That event and other cultural superstitious beliefs I heard about women made me surrender to their “magical power” and consequently kept a distance from them. Culturally, a widow, who didn’t respect the required time of bereavement, can turn into a violent mule at nights. These ungrounded practices are believed to thrive at the occurrence of a solar or lunar eclipse.
From that time, seeing a woman in the graveyard strikingly scares me to death, for it is difficult to get rid of those illogical thoughts from childhood.
However, it is not only my village that had such irrational explanations to the solar eclipse. It is not only African and Asian cultures that predict social disorder after the occurrence of a solar eclipse.
“If you do a worldwide survey of eclipse lore, the theme that constantly appears, with few exceptions, is it’s always a disruption of the established order,” said E. C. Krupp, director of theGriffith Observatory in Los Angeles, California.
In Hindu mythology, it is believed that the two demons, Rahu and Ketu, swallow the sun causing eclipses, snuffing out its life-giving light and causing food to become inedible and water undrinkable.
Some pregnant women who believe in superstitions believe that they should stay indoors during an eclipse to protect their baby from developing abnormalities.

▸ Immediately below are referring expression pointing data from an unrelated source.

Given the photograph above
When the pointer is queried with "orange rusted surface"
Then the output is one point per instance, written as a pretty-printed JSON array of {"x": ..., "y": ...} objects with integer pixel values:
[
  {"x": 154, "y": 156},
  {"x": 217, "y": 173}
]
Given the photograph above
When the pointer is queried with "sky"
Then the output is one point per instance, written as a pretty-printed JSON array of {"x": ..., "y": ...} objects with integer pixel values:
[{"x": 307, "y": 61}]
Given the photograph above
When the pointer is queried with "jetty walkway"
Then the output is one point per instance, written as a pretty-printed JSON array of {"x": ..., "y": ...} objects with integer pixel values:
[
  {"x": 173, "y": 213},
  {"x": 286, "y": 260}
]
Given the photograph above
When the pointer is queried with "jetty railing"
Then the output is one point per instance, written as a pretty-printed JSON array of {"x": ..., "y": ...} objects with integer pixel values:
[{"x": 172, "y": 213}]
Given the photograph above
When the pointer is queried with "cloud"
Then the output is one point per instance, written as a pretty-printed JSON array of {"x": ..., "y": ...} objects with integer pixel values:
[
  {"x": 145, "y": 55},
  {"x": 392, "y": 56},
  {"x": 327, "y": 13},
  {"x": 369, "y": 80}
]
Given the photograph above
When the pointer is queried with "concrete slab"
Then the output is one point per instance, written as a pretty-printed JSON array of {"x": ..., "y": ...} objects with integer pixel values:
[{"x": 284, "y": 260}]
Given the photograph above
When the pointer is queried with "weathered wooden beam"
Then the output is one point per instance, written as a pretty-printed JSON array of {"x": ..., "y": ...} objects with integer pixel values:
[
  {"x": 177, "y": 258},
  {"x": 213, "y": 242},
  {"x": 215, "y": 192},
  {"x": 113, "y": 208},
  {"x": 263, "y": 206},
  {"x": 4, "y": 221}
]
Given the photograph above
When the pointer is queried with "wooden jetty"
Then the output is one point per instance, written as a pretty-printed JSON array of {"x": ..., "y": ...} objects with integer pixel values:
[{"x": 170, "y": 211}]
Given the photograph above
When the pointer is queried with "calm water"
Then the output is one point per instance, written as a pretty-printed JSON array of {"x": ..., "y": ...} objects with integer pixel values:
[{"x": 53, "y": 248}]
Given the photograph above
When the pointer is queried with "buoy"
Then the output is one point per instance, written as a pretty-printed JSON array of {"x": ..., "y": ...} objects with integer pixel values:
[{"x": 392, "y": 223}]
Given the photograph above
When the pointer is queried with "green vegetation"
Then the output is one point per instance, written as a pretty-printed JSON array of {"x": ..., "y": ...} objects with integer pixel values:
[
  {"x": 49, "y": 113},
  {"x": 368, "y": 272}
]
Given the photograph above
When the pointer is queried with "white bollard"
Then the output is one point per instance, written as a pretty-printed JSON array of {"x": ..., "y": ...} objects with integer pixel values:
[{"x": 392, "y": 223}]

In the time of the Emperors of China, eclipses were ranked among the portents of disaster. The greatest eclipse that swept across China in 2009 was explained and discussed at length in the news and scholarly articles, and some related it to the fall of the communist party in China.
This kind of thinking in today’s world is not acceptable at all. Although solar eclipses can be harmful if observed directly with naked eye, there are no relations between the event and the social chaos and disorder that is taking place in certain areas in the world.